Copilot commented on code in PR #64576:
URL: https://github.com/apache/airflow/pull/64576#discussion_r3025337189
##########
task-sdk/src/airflow/sdk/execution_time/task_runner.py:
##########
@@ -721,7 +703,6 @@ def _xcom_push(
task_id=ti.task_id,
run_id=ti.run_id,
map_index=ti.map_index,
- dag_result=ti.task.returns_dag_result,
_mapped_length=mapped_length,
)
Review Comment:
`_xcom_push()` no longer passes `dag_result` into `XCom.set()`. The
`SetXCom` comm message and `BaseXCom.set()` both still support `dag_result`,
and `DAG.add_result()` sets `operator.returns_dag_result = True`. Without
forwarding `dag_result=ti.task.returns_dag_result`, DAG result XComs will be
indistinguishable from normal return-value XComs.
##########
task-sdk/src/airflow/sdk/execution_time/task_runner.py:
##########
@@ -148,9 +146,9 @@ def _make_task_span(msg: StartupDetails):
TraceContextTextMapPropagator().extract(msg.ti.context_carrier) if
msg.ti.context_carrier else None
)
ti = msg.ti
- span_name = f"worker.{ti.task_id}"
+ span_name = f"task_run.{ti.task_id}"
if ti.map_index is not None and ti.map_index >= 0:
- span_name += f"[{ti.map_index}]"
+ span_name += f"_{ti.map_index}"
Review Comment:
`_make_task_span` was changed to emit spans named `task_run.<task_id>` (and
mapped as `_<map_index>`).

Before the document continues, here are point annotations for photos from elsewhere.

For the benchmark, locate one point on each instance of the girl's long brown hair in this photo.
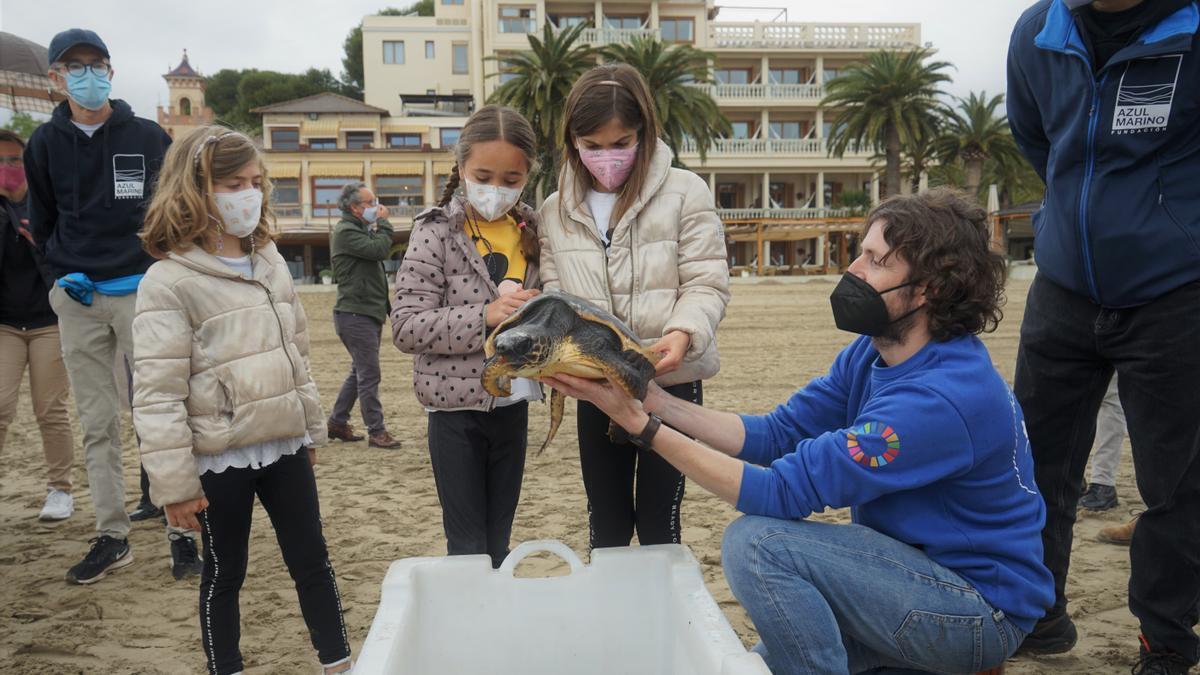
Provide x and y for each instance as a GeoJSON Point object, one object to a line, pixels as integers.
{"type": "Point", "coordinates": [183, 213]}
{"type": "Point", "coordinates": [593, 102]}
{"type": "Point", "coordinates": [497, 123]}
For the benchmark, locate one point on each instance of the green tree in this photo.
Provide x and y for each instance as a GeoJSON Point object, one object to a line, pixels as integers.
{"type": "Point", "coordinates": [684, 111]}
{"type": "Point", "coordinates": [882, 102]}
{"type": "Point", "coordinates": [352, 61]}
{"type": "Point", "coordinates": [23, 124]}
{"type": "Point", "coordinates": [972, 133]}
{"type": "Point", "coordinates": [541, 77]}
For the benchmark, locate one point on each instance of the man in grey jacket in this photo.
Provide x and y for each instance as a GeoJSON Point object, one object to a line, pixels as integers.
{"type": "Point", "coordinates": [360, 243]}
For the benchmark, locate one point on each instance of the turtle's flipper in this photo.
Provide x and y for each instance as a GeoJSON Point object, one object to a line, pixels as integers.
{"type": "Point", "coordinates": [557, 402]}
{"type": "Point", "coordinates": [495, 377]}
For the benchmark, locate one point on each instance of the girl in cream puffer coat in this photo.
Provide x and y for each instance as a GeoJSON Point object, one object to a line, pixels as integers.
{"type": "Point", "coordinates": [642, 239]}
{"type": "Point", "coordinates": [223, 400]}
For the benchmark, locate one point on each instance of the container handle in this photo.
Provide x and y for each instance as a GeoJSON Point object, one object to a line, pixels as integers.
{"type": "Point", "coordinates": [537, 547]}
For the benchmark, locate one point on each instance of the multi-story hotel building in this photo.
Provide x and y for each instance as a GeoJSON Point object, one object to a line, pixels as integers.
{"type": "Point", "coordinates": [773, 178]}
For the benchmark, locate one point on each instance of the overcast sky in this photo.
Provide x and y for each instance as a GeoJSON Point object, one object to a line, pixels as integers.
{"type": "Point", "coordinates": [147, 37]}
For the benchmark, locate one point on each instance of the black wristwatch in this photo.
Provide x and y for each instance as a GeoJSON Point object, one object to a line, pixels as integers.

This conflicts with the established OTel hierarchy
where the API server emits `task_run.*` spans and the task runner emits
`worker.*` spans (e.g. `airflow-core/tests/integration/otel/test_otel.py`
asserts `worker.task1` is a child of `task_run.task1`). Please revert this to
`worker.<task_id>` and keep the mapped format consistent with the rest of
tracing (`worker.<task_id>[<map_index>]`).
##########
task-sdk/src/airflow/sdk/execution_time/task_runner.py:
##########
@@ -672,16 +670,6 @@ def get_dagrun_state(dag_id: str, run_id: str) -> str:
return response.state
Review Comment:
`RuntimeTaskInstance.get_dag()` was removed, but it is still part of the
public Task SDK runtime TI protocol (`task-sdk/src/airflow/sdk/types.py`
declares `@staticmethod def get_dag(dag_id: str) -> DagResult`). The comms
layer still defines `GetDag`/`DagResult` and the supervisor handles `GetDag`,
so removing this method is a breaking change for SDK consumers. Please restore
`get_dag()` (and related imports) or update the protocol + supervisor/message
types consistently if this removal is intentional.
##########
task-sdk/src/airflow/sdk/execution_time/task_runner.py:
##########
@@ -703,13 +691,7 @@ def mark_success_url(self) -> str:
return self.log_url
-def _xcom_push(
- ti: RuntimeTaskInstance,
- key: str,
- value: Any,
- *,
- mapped_length: int | None = None,
-) -> None:
+def _xcom_push(ti: RuntimeTaskInstance, key: str, value: Any, mapped_length:
int | None = None) -> None:
Review Comment:
Changing `_xcom_push` to accept `mapped_length` positionally (and removing
the keyword-only `*`) makes call sites less self-documenting and was previously
preventing accidental argument reordering. Since this is a helper used to
control an internal detail, it’s clearer/safer to keep `mapped_length`
keyword-only.
```suggestion
def _xcom_push(ti: RuntimeTaskInstance, key: str, value: Any, *,
mapped_length: int | None = None) -> None:
```
##########
task-sdk/tests/task_sdk/execution_time/test_task_runner.py:
##########
@@ -3082,15 +3051,14 @@ def execute(self, context):
runtime_ti = create_runtime_ti(task=task)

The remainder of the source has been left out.